Kurumsallaştığı ölçüde kamusallaştığı ‘yanılsaması’ iktidarın gizlenmesini kolaylaştırır. Bunu da, devlet kurumları, şirketler kültürü ve ana akım medya marifetiyle yapar. Böylece, fıtratındaki gayrı meşruluk ve gayrı ahlakilik sorunundan bir nebze “kurtulduğu” söylenebilir. Sıklıkla devreye soktuğu pragmatizmi de politik açıdan derdest edilmesini güçleştirir. Durum buyken muhalefete düşen, ‘tarihsel iktidarın hakikatini’ ve ‘siyasal iktidarın gerçeklerini’ iyi kavramak, gizlendiği noktalardan onu çıkarıp deşifre etmektir. Kesin ilkelerle ve kararlılıkla, en önemlisi tutkuyla ve arzuyla ‘bloklaşması’ konjonktürel bir zorunluluk olmaktan öte hayatta kalma koşuludur.

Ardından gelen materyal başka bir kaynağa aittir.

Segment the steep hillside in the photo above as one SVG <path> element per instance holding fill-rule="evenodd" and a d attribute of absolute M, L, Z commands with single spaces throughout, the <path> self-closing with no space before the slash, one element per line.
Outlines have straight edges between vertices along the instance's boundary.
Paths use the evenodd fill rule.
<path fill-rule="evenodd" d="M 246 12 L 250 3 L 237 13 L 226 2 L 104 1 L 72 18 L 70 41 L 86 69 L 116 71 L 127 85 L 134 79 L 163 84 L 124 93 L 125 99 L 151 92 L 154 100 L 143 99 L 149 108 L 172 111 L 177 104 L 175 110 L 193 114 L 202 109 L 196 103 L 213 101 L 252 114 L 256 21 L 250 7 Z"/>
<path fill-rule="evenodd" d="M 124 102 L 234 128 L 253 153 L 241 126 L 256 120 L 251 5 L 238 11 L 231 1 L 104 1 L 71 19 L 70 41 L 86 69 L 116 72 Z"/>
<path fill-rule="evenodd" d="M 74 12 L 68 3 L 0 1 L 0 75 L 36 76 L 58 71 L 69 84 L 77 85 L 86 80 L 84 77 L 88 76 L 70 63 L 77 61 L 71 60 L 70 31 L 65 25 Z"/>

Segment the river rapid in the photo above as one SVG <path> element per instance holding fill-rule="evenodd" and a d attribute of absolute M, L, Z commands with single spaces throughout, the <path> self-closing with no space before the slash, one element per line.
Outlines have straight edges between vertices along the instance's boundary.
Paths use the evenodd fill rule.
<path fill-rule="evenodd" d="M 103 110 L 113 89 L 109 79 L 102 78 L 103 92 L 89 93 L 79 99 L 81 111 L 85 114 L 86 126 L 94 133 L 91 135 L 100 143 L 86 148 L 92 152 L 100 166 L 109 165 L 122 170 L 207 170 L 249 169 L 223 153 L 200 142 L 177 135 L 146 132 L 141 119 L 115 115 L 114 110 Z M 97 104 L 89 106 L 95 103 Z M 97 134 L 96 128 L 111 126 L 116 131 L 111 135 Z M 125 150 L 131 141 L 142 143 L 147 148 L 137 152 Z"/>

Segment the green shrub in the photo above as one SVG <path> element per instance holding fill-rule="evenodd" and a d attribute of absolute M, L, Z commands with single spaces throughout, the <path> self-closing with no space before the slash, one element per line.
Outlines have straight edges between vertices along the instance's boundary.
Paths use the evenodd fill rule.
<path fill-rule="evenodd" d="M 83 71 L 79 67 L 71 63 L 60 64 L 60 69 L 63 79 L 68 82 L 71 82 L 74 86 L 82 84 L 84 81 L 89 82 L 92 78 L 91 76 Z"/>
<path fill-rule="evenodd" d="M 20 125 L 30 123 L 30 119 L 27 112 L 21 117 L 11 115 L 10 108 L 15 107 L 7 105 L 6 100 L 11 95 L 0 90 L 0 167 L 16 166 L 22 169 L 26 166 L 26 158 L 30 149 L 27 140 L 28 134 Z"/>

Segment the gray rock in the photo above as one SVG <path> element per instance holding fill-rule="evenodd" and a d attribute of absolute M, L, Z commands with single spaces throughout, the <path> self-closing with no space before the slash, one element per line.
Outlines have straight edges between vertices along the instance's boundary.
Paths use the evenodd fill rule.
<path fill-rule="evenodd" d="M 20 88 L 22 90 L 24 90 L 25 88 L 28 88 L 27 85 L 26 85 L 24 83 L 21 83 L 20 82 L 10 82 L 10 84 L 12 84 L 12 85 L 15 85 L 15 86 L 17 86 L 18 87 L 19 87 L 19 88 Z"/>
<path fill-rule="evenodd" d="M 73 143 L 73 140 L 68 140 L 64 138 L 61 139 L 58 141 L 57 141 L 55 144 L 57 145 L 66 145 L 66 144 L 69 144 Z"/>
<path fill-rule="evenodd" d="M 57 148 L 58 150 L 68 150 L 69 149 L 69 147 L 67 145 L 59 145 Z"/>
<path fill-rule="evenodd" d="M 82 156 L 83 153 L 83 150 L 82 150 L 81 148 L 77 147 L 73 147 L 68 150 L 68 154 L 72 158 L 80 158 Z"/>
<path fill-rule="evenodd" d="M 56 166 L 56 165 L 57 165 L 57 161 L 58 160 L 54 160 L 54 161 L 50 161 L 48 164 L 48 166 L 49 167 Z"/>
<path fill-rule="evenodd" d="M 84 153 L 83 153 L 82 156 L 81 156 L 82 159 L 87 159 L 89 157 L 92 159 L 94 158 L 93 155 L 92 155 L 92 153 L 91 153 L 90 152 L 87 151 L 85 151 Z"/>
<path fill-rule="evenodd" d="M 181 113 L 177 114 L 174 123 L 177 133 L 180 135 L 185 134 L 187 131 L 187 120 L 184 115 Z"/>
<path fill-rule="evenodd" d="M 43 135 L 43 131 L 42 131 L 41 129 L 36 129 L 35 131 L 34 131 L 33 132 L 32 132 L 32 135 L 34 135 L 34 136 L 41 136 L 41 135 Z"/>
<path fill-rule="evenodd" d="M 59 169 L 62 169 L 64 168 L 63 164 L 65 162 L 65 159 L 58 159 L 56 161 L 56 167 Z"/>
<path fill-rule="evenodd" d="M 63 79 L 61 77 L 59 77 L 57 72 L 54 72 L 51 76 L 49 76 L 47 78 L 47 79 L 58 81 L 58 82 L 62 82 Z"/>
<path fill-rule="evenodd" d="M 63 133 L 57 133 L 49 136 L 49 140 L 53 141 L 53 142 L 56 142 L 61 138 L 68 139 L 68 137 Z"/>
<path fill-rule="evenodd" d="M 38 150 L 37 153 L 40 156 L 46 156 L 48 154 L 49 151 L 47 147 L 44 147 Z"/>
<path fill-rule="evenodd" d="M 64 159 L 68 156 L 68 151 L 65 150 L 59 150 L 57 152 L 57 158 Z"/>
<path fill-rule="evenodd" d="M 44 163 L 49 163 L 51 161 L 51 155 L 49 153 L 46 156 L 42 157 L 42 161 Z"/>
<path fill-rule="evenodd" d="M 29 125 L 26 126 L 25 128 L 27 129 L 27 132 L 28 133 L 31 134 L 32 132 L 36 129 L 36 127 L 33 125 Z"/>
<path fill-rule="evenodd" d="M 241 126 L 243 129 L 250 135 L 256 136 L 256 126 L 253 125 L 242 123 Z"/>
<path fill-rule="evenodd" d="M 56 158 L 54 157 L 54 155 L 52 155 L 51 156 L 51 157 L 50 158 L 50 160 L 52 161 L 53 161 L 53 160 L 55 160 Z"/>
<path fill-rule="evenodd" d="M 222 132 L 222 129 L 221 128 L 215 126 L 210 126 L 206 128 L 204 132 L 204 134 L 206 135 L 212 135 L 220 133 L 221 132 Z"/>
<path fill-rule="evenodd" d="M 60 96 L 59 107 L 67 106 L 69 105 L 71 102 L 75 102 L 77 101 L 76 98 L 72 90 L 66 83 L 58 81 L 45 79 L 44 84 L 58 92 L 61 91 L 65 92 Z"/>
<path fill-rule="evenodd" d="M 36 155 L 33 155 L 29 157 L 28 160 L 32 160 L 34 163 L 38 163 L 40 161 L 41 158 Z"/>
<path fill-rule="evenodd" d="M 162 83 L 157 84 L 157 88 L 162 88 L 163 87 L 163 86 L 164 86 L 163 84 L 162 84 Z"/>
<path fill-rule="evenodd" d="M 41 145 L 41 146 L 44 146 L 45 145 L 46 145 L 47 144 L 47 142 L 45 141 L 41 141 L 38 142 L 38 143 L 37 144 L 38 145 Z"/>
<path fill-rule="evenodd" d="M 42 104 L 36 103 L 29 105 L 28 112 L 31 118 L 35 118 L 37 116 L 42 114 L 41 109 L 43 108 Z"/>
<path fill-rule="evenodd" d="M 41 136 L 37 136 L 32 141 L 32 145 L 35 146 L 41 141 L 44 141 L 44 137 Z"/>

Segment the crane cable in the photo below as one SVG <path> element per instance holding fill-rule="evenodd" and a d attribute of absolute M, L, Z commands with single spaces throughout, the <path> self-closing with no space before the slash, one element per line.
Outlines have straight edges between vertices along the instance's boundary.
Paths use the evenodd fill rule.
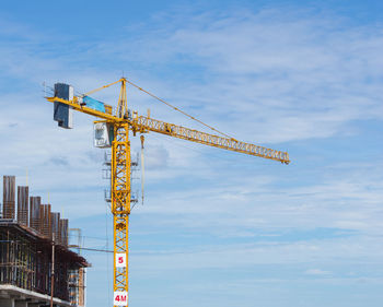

İktidar etkisine karşı muhalif tepki artar yahut azalır, ancak sıfırlanmaz. İktidarın maddi ve bürokratik gücüne karşı muhalefetin etik duruşu ve dönüştürücü enerjisi vardır. En önemlisi, ‘her zaman her yerdedir’. Eşitlik, özgürlük ve barış sorunu çözülmediği sürece yaşamın kurucu öznesi olmaya devam edecektir, ama az ama çok. Bir gün ‘tek bir özne’ gibi hareket etmesinin olanakları hakkında düşünmek ve düşünülenleri uygulamak reel-politikle sınırlandırılamayacak ölçüde ‘etik-politik’ bir meseledir.

İktidar, kendi proseslerinde yapılandırdığı ‘bilgiyi’ üstünlük sağlamak için kullanırken, ‘muhalif özne’ bilginin bizzat kendisidir. Hayalleri ve ütopyaları da dahil olmak üzere, her düşüncesi ilişkili eylemleri tarafından sorgulanır ve sınanır. Aksi halde, (söz gelimi), baş aşağı duran Hegel felsefesinin Marx tarafından ayakları üzerine oturtulması mümkün ol(a)mazdı. Bu felsefi müdahalenin tetiklediği toplumsal süreçlerin bugün de sürdüğünü, sürmekle kalmayıp geleceği belirleme ihtimalinin güçlendiğini muhalifler kadar muktedirler de iyi bilmektedir. Velhasıl bütün öylü –her şeye rağmen- muhalifliğin üretken ikliminde cereyan etmektedir.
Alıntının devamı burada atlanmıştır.